At least my thigh had healed and the stitches were gone, although I’d always have a scar to remind me how close I’d come to losing my life.

Kyle had told me my feelings were normal given what I’d been through, and that the stress would eventually lessen and I’d start feeling like myself again. I wondered if he had first-hand experience with post-traumatic stress. We still had so much to learn about each other.

The crowd had thinned enough on the upper level of the pier that we’d been able to find a spot at the rail near an empty storefront that blocked the worst of the wind. Kyle was standing behind me, his arms wrapped around my waist, holding me close, as we watched the ships and sailboats on the bay.

This was the kind of thing I always used to do with Samantha, only I’d be the one standing behind her with my arms wrapped around her.

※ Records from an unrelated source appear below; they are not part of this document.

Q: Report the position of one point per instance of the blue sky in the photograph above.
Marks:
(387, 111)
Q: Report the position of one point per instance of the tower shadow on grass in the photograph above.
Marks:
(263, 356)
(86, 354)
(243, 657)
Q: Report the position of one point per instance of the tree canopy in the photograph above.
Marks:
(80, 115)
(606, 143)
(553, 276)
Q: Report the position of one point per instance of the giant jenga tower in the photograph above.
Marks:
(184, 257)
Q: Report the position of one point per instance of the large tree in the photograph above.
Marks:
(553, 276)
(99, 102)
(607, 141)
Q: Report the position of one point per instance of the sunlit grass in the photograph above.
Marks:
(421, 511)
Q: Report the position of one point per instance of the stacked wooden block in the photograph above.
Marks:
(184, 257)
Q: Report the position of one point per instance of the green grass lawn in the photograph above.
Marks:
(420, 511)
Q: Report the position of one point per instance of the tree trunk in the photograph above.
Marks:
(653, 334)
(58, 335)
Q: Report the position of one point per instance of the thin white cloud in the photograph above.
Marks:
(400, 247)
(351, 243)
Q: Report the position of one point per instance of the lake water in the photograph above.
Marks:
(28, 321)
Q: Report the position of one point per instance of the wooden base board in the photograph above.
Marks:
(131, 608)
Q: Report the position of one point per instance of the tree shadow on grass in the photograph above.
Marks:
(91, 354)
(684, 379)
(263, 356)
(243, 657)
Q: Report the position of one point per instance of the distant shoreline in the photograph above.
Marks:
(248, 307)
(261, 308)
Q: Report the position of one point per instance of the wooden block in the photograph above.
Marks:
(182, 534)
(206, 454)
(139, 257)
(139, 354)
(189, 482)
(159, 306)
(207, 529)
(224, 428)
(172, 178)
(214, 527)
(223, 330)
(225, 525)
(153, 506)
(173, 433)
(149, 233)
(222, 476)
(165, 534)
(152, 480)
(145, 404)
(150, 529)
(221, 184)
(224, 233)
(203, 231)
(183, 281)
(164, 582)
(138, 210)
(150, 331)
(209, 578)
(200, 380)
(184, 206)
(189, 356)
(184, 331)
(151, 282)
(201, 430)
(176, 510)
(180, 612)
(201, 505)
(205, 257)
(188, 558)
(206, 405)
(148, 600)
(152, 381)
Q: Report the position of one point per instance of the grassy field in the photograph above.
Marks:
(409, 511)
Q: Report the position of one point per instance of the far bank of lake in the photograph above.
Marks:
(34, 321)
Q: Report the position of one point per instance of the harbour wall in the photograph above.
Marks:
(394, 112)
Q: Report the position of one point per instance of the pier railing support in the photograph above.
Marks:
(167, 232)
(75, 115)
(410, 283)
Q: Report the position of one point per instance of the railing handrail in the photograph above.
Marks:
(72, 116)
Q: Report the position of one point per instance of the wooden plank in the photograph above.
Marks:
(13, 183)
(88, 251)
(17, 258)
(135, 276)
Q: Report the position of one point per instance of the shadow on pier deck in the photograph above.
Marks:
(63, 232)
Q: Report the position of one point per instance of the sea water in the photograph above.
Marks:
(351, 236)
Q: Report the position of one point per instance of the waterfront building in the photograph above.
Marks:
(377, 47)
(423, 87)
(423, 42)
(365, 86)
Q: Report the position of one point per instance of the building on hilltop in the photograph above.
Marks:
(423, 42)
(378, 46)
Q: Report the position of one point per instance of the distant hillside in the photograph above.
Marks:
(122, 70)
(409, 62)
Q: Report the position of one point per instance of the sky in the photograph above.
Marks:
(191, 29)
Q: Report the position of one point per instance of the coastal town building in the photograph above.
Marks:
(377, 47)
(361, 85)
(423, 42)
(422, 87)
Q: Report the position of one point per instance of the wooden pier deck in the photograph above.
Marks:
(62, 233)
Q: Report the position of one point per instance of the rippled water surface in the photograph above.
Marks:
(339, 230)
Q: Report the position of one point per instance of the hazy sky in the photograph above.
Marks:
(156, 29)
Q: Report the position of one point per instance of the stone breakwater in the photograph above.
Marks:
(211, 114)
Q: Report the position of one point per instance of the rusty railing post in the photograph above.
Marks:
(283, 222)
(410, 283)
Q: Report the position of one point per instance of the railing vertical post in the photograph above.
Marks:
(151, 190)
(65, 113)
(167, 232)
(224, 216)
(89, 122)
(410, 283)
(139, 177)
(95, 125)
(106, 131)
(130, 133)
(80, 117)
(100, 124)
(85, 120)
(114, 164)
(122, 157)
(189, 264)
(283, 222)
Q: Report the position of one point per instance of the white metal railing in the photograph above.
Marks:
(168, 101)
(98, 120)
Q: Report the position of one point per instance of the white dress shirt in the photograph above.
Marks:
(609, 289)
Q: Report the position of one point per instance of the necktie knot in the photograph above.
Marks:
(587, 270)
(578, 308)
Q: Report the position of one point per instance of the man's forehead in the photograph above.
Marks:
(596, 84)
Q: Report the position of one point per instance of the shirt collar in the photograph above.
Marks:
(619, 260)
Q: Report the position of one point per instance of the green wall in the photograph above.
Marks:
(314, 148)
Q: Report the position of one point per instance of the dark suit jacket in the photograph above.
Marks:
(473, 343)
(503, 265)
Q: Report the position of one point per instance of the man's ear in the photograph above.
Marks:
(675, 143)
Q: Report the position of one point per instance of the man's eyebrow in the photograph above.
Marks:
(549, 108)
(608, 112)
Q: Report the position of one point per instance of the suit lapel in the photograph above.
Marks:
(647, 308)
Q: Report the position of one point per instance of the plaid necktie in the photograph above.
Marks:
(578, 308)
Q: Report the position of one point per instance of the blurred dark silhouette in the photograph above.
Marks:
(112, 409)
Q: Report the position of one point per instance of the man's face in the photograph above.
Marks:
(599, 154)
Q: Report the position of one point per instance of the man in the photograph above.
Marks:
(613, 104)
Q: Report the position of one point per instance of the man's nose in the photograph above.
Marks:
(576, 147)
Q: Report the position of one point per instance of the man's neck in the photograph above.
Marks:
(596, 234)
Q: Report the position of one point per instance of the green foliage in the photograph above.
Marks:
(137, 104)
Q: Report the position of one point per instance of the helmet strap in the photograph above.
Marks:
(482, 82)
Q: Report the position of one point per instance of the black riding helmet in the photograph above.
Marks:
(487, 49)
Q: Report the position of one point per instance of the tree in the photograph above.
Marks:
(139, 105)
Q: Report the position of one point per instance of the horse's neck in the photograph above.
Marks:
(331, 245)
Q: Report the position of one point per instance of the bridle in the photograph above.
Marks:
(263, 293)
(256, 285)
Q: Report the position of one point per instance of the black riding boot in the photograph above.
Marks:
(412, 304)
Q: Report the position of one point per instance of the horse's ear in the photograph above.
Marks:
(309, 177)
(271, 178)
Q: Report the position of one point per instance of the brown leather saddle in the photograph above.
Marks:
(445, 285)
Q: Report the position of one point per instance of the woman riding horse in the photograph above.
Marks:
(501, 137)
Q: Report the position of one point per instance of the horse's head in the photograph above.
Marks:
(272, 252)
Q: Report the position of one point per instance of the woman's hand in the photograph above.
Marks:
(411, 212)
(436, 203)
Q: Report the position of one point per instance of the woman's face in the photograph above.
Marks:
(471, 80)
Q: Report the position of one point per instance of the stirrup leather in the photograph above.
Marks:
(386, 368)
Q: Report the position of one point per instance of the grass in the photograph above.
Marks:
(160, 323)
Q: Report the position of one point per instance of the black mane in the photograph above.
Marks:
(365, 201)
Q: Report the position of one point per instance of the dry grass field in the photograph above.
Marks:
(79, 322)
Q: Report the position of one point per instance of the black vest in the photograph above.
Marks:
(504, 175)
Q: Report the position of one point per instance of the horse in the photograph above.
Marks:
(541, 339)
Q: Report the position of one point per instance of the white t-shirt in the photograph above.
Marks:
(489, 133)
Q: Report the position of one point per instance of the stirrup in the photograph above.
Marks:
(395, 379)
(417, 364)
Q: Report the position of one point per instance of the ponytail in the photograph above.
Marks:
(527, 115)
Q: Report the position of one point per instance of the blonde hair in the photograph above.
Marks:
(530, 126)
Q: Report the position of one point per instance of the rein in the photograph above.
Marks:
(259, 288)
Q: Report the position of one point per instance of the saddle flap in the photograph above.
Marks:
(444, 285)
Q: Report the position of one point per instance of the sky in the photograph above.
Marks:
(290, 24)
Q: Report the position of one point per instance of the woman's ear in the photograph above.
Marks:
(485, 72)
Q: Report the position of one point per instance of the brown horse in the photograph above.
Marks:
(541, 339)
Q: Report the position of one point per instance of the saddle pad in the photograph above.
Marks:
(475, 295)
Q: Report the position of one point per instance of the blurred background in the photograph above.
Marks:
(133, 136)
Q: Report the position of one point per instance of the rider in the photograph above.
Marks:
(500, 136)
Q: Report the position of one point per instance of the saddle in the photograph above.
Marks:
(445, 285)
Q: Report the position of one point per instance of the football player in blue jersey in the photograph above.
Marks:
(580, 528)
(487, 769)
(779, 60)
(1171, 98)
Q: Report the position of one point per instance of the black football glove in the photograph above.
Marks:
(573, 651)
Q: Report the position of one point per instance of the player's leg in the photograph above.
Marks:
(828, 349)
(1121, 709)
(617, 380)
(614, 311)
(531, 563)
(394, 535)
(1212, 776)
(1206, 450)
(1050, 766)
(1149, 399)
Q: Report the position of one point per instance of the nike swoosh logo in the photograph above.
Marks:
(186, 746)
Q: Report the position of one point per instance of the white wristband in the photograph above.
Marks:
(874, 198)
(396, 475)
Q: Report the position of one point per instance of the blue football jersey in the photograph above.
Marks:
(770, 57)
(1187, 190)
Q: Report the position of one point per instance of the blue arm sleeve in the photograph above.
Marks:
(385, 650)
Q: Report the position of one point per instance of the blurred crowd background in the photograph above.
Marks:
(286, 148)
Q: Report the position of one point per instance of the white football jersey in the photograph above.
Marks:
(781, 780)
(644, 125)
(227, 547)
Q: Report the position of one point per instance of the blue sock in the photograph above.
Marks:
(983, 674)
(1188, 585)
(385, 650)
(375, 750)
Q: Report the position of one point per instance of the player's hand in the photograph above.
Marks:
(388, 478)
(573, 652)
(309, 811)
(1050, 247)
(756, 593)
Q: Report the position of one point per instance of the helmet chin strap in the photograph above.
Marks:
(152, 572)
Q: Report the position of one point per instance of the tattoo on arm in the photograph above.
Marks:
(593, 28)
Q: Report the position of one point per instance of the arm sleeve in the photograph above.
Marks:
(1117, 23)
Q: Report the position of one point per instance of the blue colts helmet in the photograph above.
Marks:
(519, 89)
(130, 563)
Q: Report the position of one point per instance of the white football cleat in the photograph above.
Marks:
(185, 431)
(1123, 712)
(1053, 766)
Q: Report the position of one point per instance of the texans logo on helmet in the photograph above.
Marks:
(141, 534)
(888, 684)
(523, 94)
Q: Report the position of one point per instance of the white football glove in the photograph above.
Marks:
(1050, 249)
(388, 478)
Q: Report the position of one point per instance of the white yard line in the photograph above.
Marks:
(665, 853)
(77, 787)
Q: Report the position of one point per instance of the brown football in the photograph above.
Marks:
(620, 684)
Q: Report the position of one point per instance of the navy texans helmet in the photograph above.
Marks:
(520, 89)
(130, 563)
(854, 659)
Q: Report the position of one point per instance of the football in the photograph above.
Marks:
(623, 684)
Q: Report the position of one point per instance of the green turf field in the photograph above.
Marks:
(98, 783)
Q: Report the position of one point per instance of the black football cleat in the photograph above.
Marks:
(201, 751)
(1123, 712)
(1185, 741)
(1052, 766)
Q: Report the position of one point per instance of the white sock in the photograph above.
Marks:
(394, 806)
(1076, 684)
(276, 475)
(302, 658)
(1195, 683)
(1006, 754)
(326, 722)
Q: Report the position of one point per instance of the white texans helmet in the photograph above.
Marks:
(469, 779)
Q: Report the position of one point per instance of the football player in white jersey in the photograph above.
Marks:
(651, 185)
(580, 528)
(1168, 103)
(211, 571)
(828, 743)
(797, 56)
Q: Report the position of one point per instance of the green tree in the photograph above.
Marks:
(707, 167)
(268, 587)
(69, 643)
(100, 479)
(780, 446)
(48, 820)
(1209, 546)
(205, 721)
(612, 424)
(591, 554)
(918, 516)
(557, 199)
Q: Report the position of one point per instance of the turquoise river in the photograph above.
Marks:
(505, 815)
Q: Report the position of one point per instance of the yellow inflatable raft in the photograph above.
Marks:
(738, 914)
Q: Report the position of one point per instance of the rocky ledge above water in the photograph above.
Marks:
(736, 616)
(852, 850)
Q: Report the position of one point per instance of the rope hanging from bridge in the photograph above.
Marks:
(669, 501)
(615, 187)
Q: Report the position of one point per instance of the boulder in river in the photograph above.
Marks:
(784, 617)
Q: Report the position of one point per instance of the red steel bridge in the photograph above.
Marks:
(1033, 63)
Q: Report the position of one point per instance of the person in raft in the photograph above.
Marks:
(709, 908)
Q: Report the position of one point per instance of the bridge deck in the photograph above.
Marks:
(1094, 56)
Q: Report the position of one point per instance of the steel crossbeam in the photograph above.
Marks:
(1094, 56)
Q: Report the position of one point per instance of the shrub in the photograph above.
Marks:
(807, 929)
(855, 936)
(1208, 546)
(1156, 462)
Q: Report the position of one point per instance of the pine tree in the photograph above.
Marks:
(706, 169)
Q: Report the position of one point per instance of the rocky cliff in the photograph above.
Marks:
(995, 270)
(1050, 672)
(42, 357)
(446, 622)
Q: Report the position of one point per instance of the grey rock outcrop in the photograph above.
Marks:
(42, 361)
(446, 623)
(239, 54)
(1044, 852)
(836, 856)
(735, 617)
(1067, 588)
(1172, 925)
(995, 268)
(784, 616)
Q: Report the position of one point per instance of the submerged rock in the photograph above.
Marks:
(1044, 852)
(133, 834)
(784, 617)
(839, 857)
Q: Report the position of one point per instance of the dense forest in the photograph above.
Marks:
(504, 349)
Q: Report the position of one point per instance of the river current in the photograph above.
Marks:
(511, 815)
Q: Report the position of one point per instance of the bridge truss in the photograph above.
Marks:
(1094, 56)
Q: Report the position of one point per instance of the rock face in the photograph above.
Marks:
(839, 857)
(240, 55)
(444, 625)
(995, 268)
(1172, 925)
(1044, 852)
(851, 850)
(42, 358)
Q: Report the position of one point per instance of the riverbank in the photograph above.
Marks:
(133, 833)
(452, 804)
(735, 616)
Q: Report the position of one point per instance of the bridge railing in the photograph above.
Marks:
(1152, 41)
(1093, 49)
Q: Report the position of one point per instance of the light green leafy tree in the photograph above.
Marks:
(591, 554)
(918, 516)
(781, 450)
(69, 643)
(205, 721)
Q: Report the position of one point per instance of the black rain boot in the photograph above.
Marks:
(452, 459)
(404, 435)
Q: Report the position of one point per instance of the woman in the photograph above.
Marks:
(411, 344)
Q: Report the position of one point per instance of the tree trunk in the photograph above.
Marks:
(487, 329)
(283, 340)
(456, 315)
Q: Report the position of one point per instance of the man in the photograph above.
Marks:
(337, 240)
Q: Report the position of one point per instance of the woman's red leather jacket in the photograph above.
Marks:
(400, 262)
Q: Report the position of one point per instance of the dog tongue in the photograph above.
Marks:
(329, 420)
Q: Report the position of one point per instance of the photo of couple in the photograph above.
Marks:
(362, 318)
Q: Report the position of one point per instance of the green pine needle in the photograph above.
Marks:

Of course, that had been when she’d been younger and didn’t mind being cuddled by her mother in public.

Samantha was currently spending a couple of days with Jonathan and his mother in Napa. This was supposed to be Ryan’s weekend, but he wasn’t up to having visitors yet. Melody’s body had finally been released by the coroner only a few days ago, and her funeral would be next week.

Ryan and I had had several long talks. I’d listened to him while he raged at the cruel indifference of the universe and offered an understanding shoulder when he cried, and I never once told him what I’d learned about Melody and Justin Sewell.

Ryan had been through enough. He didn’t need to know that the woman he’d loved hadn’t been faithful to him. He especially didn’t need to hear that from me.

Jonathan’s mother and I had also spent some quality time on the telephone. She’d offered her condolences, and then she’d offered to host Samantha all of Labor Day weekend so that Kyle and I could still take our trip to San Francisco.

While I thought that was a generous offer, I didn’t want to impose. I also didn’t want to leave Samantha in Napa all three days, at least not on her first overnight visit.